Maximum funds (100%) were allocated to the expense and the platform with
highest importance
Moderate funds(50-60%) were allocated to the expense and platform with
medium importance
Low funds(20-30%) were allocated to the expense and platform with low
importance
PRODUCTION
In the production section, automation rating have been improved by 0.5 in every
round .We invested into increasing the production capacity from round 3
.Production capacity for the new products was not bought in round 5 when the
products were in the R&D stage.This hindered the performance of the products
in the following rounds as we couldn’t cater to our demands.This is a missed
opportunity .
HUMAN RESOURCES
In every round, our recruiting spend ranged between 2000-4000$ and training
hours were at limit of 80 hours.
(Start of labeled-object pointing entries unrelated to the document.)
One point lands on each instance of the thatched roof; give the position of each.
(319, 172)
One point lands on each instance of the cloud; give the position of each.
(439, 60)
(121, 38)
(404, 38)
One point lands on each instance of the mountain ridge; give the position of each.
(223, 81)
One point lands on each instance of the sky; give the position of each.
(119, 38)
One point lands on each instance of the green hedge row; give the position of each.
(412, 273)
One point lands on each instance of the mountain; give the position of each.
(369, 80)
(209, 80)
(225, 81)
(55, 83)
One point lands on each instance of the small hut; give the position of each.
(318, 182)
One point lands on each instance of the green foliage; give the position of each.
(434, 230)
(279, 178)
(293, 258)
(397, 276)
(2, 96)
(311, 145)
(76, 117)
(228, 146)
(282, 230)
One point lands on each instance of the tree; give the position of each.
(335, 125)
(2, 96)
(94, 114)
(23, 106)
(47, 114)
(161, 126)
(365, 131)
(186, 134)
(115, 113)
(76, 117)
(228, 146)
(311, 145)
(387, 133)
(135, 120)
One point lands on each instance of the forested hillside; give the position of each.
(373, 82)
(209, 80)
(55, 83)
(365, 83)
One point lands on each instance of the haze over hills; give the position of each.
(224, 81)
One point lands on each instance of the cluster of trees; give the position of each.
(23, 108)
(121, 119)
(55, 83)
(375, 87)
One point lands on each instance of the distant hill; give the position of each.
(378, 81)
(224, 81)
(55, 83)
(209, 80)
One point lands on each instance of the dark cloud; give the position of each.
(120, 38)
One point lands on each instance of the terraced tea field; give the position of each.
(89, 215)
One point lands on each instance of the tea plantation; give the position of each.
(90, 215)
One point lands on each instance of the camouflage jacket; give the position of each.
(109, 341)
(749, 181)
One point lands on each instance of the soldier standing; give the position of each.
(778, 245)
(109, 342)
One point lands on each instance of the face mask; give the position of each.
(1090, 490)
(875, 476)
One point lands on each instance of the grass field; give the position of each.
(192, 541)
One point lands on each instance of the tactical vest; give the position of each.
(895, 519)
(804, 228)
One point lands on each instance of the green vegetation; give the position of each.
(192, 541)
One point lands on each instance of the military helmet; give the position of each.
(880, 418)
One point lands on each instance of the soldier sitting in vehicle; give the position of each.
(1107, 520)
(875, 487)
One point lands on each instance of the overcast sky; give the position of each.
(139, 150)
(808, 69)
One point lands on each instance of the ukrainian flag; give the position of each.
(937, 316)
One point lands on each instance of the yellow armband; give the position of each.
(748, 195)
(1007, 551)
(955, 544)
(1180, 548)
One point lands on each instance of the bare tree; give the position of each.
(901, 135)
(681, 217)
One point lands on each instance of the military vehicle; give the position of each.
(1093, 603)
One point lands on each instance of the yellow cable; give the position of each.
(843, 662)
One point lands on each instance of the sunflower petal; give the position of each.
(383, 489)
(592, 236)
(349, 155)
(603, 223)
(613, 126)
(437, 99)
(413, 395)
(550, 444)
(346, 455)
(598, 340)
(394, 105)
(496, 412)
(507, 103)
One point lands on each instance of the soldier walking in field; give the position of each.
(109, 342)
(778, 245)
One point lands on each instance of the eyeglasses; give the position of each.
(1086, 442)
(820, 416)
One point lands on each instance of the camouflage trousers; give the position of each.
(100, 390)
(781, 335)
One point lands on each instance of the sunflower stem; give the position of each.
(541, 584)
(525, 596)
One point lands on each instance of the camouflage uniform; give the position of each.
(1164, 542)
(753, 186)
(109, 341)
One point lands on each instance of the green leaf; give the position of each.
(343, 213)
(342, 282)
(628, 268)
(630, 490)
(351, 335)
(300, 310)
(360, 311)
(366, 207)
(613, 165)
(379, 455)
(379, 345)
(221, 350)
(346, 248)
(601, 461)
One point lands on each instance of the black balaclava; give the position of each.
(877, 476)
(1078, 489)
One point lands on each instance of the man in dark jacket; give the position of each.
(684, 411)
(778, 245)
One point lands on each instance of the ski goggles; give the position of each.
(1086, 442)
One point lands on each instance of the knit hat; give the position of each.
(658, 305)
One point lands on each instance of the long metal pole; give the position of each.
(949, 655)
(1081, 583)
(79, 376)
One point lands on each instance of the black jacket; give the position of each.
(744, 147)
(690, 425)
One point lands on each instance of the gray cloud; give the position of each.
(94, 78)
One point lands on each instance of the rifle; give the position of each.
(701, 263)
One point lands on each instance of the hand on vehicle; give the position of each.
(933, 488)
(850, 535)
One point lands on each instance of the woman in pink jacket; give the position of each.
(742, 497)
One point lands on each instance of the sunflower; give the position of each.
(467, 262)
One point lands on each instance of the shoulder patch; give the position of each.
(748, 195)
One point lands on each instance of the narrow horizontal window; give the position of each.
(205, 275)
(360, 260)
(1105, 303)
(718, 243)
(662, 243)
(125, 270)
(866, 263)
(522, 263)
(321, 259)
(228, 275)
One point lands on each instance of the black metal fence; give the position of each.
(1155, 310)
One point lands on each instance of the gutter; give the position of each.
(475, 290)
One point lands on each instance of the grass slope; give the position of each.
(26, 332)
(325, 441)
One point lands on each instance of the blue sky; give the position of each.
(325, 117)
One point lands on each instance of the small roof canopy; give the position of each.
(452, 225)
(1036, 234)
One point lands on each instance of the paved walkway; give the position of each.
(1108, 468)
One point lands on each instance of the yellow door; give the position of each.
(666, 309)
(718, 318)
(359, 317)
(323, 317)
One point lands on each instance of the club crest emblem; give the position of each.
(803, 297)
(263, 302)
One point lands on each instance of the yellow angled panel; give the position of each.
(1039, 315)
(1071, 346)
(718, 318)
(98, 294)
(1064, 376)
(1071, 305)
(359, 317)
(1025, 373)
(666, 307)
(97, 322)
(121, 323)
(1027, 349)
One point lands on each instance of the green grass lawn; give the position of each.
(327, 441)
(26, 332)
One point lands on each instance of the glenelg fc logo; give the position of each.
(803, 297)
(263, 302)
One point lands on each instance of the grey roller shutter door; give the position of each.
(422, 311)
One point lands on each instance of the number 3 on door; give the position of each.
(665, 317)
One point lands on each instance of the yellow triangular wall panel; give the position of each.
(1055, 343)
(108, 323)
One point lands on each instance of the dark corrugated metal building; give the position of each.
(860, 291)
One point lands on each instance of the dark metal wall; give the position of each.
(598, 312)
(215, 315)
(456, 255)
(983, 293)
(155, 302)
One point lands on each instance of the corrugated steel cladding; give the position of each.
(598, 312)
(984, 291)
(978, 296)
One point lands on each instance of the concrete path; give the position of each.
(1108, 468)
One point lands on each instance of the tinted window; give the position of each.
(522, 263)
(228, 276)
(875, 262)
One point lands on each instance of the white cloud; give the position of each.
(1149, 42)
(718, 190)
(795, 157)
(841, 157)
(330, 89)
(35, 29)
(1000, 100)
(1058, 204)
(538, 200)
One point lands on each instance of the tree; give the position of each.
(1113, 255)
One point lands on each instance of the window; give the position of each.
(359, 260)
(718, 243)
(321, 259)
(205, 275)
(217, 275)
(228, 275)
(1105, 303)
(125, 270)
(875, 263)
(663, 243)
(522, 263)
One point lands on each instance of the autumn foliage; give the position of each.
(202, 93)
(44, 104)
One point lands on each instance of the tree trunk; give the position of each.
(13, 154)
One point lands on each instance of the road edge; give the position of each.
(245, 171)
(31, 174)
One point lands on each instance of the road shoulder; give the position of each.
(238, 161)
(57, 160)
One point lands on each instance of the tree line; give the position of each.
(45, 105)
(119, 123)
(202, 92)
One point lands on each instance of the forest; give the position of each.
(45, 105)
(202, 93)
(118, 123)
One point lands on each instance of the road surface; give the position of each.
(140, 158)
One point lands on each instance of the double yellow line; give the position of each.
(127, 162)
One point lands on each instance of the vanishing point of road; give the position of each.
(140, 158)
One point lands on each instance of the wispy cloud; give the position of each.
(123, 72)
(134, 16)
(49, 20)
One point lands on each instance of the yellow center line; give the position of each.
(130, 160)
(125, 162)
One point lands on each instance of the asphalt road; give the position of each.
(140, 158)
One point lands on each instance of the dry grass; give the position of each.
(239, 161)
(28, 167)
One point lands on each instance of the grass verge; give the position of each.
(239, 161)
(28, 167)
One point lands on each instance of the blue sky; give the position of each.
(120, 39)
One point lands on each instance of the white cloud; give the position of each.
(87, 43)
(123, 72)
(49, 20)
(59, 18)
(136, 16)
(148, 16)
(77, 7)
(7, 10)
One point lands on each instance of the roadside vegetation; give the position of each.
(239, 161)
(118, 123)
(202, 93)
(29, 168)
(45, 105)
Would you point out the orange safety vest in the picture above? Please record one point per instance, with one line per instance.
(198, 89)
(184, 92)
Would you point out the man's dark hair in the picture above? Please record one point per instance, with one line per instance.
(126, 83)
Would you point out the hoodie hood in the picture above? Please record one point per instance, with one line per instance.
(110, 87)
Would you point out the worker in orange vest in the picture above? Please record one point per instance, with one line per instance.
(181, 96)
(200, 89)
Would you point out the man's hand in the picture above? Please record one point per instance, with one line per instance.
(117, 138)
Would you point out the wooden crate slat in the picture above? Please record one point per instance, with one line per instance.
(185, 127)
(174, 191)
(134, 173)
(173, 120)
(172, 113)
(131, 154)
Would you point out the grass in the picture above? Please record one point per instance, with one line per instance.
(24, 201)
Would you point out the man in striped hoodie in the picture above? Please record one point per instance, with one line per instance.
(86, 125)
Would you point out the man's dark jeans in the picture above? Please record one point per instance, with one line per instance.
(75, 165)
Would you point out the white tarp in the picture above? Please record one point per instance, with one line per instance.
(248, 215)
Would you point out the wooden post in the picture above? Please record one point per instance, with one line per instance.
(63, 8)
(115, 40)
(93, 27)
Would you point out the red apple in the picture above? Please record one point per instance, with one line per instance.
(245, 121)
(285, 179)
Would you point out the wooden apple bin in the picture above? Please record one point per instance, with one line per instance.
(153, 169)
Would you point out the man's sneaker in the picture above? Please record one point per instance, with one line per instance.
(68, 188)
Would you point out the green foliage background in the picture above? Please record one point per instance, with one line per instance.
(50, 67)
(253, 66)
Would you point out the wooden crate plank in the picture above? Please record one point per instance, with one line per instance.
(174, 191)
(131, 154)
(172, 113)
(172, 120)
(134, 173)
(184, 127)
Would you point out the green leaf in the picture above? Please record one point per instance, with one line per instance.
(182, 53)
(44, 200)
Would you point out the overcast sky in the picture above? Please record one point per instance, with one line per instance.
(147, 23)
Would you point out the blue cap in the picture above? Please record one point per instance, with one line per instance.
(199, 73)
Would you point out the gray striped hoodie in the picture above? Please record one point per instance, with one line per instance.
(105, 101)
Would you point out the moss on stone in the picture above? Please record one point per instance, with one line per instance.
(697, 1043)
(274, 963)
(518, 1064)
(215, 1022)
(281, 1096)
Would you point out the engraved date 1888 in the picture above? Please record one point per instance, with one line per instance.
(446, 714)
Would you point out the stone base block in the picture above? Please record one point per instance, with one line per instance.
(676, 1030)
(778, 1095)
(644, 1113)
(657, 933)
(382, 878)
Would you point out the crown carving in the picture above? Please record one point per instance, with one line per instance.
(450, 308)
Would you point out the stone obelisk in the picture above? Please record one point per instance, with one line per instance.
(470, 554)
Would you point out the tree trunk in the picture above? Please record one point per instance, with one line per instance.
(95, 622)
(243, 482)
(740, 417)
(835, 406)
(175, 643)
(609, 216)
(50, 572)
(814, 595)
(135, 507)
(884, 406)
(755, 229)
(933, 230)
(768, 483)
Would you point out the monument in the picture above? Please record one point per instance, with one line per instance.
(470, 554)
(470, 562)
These had an effect on the employee
productivity rate and turnover . During labour negotiations, The wage structure
and profit share structure were designed to be marginally higher than the
competitors .This enabled us to have a happy workforce which resulted in high
employee retention rate.
FINANCIAL
The primary source of funding for the plant improved was through debt and
equity in the ratio of 2:1. We tried to maintain a cash balance of around 30K in
every round as it enables us to have better liquidity and a higher score in days
of working capital.
TQM
We have invested heavily in TQM which enabled us to decrease our
administration costs, R&D cycle, labour costs and also an increase in total
demand. Investments ranging from 800-1000 were done on every factor as
there is negligible change on investments above 1000$.